Davranış; yaşamın fiziksel, zihinsel, toplumsal alanlarında insanın eyleme dönüşmüş etkinlikleridir. Başka bir anlatımla canlıların dış etkilere karşı gösterdikleri tepkilerin tümüdür. Söz gelimi birilerine yardım etmek, öfke, şiddet, kalabalıkta yüksek sesle konuşmak, aşağılamak, umursamazlık birer davranış biçimidir. Canlıların davranışlarını inceleyen bilime de Davranış Bilimi denir.

Canlıların davranışlarını inceleyen bir bilim var; ama en azından davranış bilgilerini öğretecek ve bu bilgilerin davranışa dönüşmesini sağlayacak bir eğitim öğretim programı yok. Peki davranış bilgileri eğitim ve öğretimi gerekli mi?

Evet, hem de çok gerekli. Sokakta yere sümküren, otobüste ağzını kapamadan herkesin suratına hapşıran, telefonda yüksek sesle tartışan birini görünce, davranış eğitiminin ne kadar gerekli olduğunu düşünüyorum. Toplu taşıma araçlarında yayılarak oturanları gördükçe davranış eğitiminin ne kadar gerekli olduğunu düşünüyorum. Yerlerde maske ve kullanılmış kağıt mendil atıklarını gördükçe davranış eğitimin ne kadar gerekli ve önemli olduğunu düşünüyorum. Korona salgınının görüldüğü günden beriye yasaklara, kurallara uymayıp salgının yayılmasına neden olan umursamazları, koca koca insanların tv ekranlarında birbirlerini dinlemeden tartıştıklarını gördükçe; siyaset insanlarının ağızlarından kirli sözler çıktığını işittikçe davranış eğitiminin ne kadar önemli olduğunu düşünüyorum. Kadın cinayetleri ile çocuklara eziyet ve taciz haberlerini okudukça davranış eğitimin ne tadar önemli ve gerekli olduğunu düşünmekteyim.

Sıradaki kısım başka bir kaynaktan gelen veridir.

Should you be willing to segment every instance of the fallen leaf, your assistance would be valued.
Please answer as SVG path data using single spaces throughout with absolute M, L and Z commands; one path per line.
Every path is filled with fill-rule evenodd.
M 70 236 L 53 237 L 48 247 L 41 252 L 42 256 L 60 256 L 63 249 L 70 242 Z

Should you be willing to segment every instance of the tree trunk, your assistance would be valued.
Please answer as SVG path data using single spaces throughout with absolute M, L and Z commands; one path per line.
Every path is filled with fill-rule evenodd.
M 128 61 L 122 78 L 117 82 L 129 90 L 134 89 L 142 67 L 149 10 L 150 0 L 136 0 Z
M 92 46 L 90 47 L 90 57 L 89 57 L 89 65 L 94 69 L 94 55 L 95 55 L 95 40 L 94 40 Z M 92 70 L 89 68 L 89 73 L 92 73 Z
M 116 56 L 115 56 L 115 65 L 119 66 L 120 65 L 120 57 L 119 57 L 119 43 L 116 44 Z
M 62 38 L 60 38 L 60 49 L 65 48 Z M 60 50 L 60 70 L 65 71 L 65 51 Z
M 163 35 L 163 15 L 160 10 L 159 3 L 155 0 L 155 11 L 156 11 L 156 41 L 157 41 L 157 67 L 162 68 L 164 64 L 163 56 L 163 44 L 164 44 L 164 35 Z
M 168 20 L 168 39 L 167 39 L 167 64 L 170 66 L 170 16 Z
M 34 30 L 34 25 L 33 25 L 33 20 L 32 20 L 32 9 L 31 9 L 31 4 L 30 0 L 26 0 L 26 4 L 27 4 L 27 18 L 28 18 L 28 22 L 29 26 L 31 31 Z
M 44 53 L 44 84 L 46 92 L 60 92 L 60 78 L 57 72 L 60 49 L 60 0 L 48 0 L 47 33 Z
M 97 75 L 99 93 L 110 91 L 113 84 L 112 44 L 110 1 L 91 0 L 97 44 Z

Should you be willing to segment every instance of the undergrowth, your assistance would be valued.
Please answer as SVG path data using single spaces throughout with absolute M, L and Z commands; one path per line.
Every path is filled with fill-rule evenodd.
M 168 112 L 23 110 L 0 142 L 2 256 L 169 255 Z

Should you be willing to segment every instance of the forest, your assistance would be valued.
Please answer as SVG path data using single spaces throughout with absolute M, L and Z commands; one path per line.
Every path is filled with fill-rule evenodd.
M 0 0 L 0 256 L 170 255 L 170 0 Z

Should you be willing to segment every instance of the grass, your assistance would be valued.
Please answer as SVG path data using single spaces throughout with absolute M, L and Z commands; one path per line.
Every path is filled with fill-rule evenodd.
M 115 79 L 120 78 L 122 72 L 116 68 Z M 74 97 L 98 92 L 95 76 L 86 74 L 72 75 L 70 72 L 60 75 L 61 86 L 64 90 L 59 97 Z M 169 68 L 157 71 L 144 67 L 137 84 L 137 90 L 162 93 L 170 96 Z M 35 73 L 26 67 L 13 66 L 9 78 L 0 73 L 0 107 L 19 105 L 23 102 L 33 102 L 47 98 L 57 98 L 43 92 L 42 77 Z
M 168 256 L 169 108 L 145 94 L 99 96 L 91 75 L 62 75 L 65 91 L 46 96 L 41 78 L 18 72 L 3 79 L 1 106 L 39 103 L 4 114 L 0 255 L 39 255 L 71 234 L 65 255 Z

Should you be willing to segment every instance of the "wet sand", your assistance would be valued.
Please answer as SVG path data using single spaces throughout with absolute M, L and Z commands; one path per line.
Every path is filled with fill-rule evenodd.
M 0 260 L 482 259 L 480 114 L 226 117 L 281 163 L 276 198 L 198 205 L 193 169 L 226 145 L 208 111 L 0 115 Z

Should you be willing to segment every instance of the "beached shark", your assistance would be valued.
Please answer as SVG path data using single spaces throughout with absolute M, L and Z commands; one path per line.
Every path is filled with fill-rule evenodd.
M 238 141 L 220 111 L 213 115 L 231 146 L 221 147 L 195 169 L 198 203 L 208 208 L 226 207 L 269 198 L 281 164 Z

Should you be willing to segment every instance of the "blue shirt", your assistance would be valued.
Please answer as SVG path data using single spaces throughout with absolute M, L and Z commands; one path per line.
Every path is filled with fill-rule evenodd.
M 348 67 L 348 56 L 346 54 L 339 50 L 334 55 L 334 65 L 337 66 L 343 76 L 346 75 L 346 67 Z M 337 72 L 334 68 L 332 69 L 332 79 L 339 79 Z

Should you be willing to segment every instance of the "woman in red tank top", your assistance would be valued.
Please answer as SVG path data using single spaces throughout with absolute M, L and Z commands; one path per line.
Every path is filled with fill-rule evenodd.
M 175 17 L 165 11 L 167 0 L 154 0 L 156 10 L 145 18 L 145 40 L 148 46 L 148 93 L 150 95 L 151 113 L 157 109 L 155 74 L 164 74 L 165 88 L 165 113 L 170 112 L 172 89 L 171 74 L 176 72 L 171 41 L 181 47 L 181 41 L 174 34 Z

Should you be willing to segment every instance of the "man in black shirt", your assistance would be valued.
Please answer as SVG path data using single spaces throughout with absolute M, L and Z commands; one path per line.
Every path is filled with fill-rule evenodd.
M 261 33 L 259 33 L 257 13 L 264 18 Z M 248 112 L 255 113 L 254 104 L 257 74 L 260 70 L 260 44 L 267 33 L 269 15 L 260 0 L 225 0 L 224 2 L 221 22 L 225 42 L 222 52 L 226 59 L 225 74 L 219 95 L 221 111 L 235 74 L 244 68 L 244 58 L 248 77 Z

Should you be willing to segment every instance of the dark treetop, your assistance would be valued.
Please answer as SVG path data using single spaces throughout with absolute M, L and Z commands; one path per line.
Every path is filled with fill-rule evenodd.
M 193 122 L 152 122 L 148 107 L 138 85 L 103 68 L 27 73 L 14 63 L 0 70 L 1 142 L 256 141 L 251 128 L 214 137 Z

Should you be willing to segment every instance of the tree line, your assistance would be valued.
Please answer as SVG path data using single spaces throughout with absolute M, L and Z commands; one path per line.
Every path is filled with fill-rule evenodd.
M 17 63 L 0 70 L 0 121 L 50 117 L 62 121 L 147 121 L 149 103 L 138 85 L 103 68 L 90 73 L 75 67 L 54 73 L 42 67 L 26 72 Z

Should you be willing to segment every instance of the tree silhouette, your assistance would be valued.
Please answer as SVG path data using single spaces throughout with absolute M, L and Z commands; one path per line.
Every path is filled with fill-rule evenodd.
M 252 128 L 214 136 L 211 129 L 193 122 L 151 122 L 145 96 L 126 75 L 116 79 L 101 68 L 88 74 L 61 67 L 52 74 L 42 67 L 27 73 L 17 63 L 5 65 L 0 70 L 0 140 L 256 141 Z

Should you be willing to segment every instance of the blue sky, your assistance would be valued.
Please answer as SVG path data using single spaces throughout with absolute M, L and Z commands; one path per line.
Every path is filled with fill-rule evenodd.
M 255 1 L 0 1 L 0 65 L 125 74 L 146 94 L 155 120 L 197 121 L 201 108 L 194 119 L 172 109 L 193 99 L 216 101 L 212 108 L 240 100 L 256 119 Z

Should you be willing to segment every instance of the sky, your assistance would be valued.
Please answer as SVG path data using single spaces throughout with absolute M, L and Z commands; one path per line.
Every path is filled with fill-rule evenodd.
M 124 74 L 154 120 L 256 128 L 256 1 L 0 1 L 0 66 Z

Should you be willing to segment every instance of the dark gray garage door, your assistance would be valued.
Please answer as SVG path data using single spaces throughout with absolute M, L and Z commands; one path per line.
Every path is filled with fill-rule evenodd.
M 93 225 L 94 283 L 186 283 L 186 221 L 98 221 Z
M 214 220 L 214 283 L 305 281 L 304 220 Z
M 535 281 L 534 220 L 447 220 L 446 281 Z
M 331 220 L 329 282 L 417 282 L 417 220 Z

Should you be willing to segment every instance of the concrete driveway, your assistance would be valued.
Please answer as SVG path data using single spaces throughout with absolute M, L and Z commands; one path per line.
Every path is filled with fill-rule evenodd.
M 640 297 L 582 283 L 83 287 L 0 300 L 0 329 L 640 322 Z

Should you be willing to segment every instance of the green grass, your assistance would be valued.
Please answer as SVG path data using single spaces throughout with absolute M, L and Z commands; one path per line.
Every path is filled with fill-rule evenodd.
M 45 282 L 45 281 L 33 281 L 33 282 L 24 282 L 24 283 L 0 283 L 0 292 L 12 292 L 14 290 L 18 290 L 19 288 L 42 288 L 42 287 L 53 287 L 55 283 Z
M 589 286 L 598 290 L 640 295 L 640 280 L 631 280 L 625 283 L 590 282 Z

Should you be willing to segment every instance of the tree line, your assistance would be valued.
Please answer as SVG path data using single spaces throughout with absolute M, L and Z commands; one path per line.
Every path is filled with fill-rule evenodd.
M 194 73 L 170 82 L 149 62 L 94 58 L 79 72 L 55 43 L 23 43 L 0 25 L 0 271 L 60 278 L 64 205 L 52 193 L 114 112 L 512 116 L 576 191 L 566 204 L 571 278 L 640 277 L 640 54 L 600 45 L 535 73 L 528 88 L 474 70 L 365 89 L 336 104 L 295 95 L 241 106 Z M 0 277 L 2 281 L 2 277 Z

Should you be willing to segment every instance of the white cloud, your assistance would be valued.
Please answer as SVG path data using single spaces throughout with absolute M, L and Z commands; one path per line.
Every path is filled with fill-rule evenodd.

Bilinçli olarak rant için orman yakanları; sigarasını söndürmeden dışarıya atarak orman yangınına neden olanları; piknik yaptığı yerdeki ateşini güvenli biçimde söndürmeden ayrılanların orman yangınına neden olduklarını düşündükçe davranış eğitiminin gerekli olduğunu düşünüyorum.

Doğayı kirletenleri, göllerin, denizlerin, akarsuların fabrika atıklarıyla kirletenlerin yarattığı felaketleri gördükçe, davranış eğitiminin gerekli olduğunu düşünüyorum. Toplumun topyekûn bir davranış eğitiminden geçirilmesi gerektiğini düşünmekteyim. İnsanlar, birbirini ötekileştirmekte, birbirine karşı nefret duygusu taşımaktadır. Giderek, toplum çözülmektedir.

Davranış, doğuştan gelen bir nitelik değil, sonradan öğrenilen bir eylemdir.

Davranışların düzeltilip olumluya, iyiye, güzele dönüştürülmesi sürecine DAVRANIŞ EĞİTİMİ denir. Davranış eğitimi öncelikle evde, ailede başlar. Bunu dile getiren çok güzel atasözlerimiz vardır. Bunlardan birkaçı şöyledir: 'Ağaca çıkan keçinin dala çıkan oğlağı olur. Armut, dalının dibine düşer. Arpa eken buğday biçmez.' Bu atasözlerimiz bize diyor ki: Çocuğa nasıl davranırsanız aynısı ile karşılaşırsınız. Başka bir deyişle çocuğunuza nasıl davranmasını istiyorsanız ona öyle davranın. Siz evde, dışarda kaba konuşursanız, çocuktan güzel konuşma bekleyemezsiniz. Siz, saatlerce televizyon karşısında zaman öldürürseniz, çocuğunuz da televizyon izlemenin iyi bir davranış olacağını düşünür. O da bütün gün çizgi film izlemek isteyecektir. Siz çocuğunuza, bağırır, çığırırsanız, o da oyuncak bebeğine aynı biçimde davranır. Çünkü bizim davranışlarımız, karşımızdaki kişilerin davranışlarını etkiler.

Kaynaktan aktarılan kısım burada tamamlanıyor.